December 9, 2013

Field Trip: The Plants of Virgil's Georgics
Rachael Wilson

                                I would sing:
in what way endive
and the shores brilliant green with celery
rejoice in river's streams,
and in the grass increased
the twisted cucumber for eating

                                —Georgics IV, trans. Chew

"But now is the time to gather acorns and laurel berries."
                                —Georgics I.305-306, trans. Hirtzel

fluminibus salices
"In rivers, willows" [Georgics II.110]

viminibus salices
"the withe-rich willows" [Georgics II.446]

et glaucus salices
"and pale-green willows" [Georgics IV.182]

In many respects, it is an unremarkable book: Lacking a dust jacket, the cover is a sun-bleached bluish-brown linen, and I can barely make out the worn silver lettering on the spine. Inside, tiffany blue endsheets cheer up appearances, while the inscription "2.00," meaning dollars, pencilled in the upper-right corner of the recto, brings it back down a notch.

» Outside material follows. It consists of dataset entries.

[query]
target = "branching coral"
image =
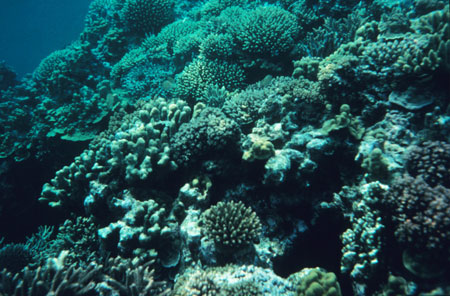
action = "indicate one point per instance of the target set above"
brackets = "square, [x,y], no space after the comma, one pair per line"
[145,16]
[209,132]
[431,160]
[267,31]
[202,72]
[231,225]
[420,213]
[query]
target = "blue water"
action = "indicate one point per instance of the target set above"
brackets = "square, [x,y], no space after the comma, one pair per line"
[32,29]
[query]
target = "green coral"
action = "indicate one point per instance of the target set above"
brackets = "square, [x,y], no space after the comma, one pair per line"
[268,31]
[376,164]
[202,72]
[231,225]
[344,120]
[145,16]
[319,283]
[217,46]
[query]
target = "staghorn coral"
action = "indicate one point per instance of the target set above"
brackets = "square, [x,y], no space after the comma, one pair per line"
[14,257]
[202,72]
[231,225]
[196,283]
[420,214]
[143,16]
[122,277]
[211,131]
[267,31]
[53,278]
[317,282]
[131,277]
[127,153]
[431,161]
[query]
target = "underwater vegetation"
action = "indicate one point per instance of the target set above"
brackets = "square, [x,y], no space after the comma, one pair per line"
[225,147]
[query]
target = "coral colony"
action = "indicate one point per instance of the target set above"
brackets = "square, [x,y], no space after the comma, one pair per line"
[232,147]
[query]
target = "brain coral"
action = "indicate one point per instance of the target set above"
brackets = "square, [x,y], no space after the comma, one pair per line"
[231,224]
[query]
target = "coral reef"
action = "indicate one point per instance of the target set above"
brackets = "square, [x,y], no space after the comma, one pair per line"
[231,225]
[175,138]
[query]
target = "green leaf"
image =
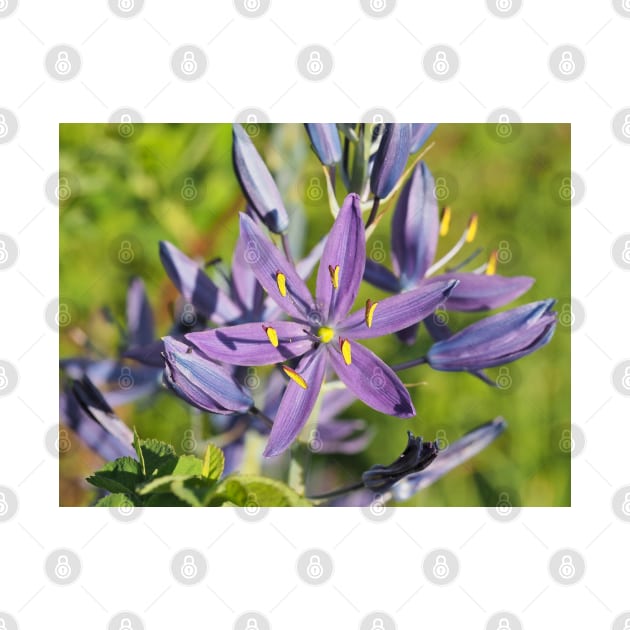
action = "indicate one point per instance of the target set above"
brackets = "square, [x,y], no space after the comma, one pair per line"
[213,463]
[117,499]
[121,475]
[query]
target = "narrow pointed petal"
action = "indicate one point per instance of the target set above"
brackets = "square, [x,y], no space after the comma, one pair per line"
[420,133]
[325,142]
[371,380]
[479,292]
[398,311]
[249,344]
[297,403]
[457,453]
[257,183]
[345,249]
[415,227]
[381,277]
[140,329]
[391,158]
[195,286]
[200,382]
[496,340]
[267,261]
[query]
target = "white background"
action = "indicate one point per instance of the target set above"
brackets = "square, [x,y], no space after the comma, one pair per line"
[251,63]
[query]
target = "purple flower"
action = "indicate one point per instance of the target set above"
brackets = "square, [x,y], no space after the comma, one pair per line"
[496,340]
[257,183]
[200,382]
[414,238]
[322,331]
[325,142]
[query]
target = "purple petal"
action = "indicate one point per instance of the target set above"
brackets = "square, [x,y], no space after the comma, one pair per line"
[257,183]
[381,277]
[391,158]
[195,286]
[480,292]
[200,382]
[345,248]
[266,262]
[371,380]
[140,329]
[397,312]
[457,453]
[420,133]
[249,344]
[297,403]
[415,227]
[325,141]
[496,340]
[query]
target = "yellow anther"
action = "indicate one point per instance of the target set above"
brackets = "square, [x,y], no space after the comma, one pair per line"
[445,221]
[281,281]
[472,228]
[334,275]
[346,351]
[325,334]
[369,312]
[272,335]
[491,267]
[294,376]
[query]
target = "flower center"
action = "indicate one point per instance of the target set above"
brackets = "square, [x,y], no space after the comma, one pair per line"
[325,334]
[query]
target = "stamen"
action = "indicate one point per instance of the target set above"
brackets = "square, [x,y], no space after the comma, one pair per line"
[369,312]
[346,350]
[445,221]
[272,335]
[294,376]
[334,275]
[281,281]
[472,228]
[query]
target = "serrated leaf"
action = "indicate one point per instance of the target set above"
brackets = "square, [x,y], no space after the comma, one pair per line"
[213,462]
[117,499]
[121,475]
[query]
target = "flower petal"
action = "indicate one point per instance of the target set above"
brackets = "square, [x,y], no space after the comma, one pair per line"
[257,183]
[391,158]
[267,262]
[371,380]
[397,312]
[415,227]
[249,344]
[200,382]
[196,287]
[345,250]
[325,141]
[480,292]
[297,403]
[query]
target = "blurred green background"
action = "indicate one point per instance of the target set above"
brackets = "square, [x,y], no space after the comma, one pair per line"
[175,182]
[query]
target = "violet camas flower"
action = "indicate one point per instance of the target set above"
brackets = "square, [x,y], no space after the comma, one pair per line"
[496,340]
[415,230]
[322,332]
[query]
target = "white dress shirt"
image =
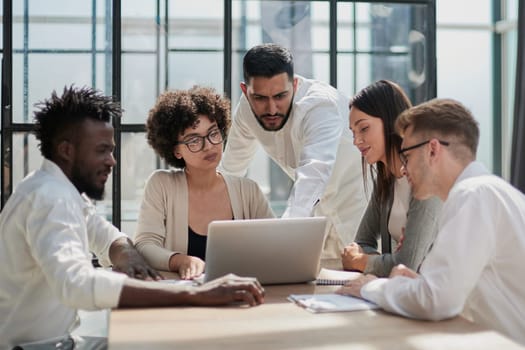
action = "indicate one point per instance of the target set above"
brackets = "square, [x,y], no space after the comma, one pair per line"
[314,148]
[47,230]
[475,266]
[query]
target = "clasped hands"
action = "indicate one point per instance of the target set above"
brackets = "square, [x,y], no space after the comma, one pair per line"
[354,286]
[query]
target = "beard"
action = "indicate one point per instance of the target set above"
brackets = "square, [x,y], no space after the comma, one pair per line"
[85,183]
[260,118]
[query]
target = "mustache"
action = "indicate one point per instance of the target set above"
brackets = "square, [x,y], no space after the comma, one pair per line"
[272,115]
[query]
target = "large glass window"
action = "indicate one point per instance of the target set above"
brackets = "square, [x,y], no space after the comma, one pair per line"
[169,44]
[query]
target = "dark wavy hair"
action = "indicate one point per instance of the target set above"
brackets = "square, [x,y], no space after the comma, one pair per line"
[267,60]
[58,117]
[383,99]
[178,110]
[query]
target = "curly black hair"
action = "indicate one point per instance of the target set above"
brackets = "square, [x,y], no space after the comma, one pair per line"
[175,111]
[59,115]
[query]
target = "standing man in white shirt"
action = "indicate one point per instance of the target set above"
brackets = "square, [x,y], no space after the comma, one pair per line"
[302,124]
[475,265]
[48,228]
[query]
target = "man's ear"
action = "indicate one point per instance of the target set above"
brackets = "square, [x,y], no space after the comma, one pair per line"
[65,151]
[244,88]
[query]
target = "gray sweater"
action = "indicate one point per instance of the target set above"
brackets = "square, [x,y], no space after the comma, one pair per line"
[420,231]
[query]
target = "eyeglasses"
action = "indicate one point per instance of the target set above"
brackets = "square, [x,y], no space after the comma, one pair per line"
[404,158]
[196,143]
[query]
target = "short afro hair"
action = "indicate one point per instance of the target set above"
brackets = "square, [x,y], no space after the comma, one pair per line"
[177,110]
[59,115]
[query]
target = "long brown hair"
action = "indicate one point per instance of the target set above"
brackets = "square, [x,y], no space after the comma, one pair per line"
[383,99]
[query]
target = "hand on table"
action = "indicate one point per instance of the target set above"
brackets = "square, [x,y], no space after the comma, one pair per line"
[229,289]
[188,267]
[402,270]
[126,259]
[353,287]
[354,258]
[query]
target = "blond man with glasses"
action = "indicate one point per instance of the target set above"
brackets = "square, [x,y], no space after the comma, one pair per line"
[475,264]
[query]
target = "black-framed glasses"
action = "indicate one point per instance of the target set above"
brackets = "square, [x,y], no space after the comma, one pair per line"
[196,143]
[404,159]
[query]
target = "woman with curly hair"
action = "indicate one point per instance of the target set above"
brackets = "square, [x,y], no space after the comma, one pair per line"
[393,214]
[187,128]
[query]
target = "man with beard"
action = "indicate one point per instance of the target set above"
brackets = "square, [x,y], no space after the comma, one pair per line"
[302,124]
[474,265]
[48,228]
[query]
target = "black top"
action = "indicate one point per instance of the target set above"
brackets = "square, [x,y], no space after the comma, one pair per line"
[196,244]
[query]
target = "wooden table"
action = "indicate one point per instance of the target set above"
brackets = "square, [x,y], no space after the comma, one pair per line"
[280,324]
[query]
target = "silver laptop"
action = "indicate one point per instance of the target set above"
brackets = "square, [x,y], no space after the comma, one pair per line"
[276,251]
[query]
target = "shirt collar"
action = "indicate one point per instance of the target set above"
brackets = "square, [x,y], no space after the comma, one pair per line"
[475,168]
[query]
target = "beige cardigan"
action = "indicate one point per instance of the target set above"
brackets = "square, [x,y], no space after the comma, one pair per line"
[163,220]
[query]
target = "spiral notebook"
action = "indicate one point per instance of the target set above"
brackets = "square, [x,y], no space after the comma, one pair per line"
[329,277]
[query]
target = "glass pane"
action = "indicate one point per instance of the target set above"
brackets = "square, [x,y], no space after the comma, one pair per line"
[345,74]
[26,156]
[464,12]
[464,63]
[32,84]
[345,26]
[394,39]
[196,68]
[138,162]
[196,26]
[139,25]
[139,87]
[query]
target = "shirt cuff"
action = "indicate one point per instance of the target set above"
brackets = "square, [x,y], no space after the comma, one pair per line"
[108,287]
[374,290]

The unassuming book is Elfriede Abbe's The Plants of Virgil's Georgics, published by Cornell University Press in 1965. An immediate attraction of the book derives from the striking botanical illustrations—mainly woodcuts—that comprise about a third of the volume. Less apparent in its charms, but of no less interest after all, is the text.


The Plants of Virgil's Georgics is basically what you would expect it to be: a catalogue of all the plant species that appear in the Roman poet's didactic poem on farming. The book is organized according to modern botanical classifications of "families," as Abbe puts it, "in so-called 'natural order,'" which is "a system of arrangement worked out by botanical authorities as a theoretical approximation of the evolutionary developments of the plant kingdom." So, beginning with the prehistoric fern family, Polypodiaceae, Abbe introduces Virgil's filix: common name "brake," or "bracken." Next follows taxus of the yew family, Taxacaea, then several species of pine and fir trees: spruce, juniper, cypress, and taeda, the "pitch-glutted wood"—not actually a species of tree, but any conifer affected with resinosis, "a disease, in which not only the heart but the outer part of the trunk becomes glutted with pitch."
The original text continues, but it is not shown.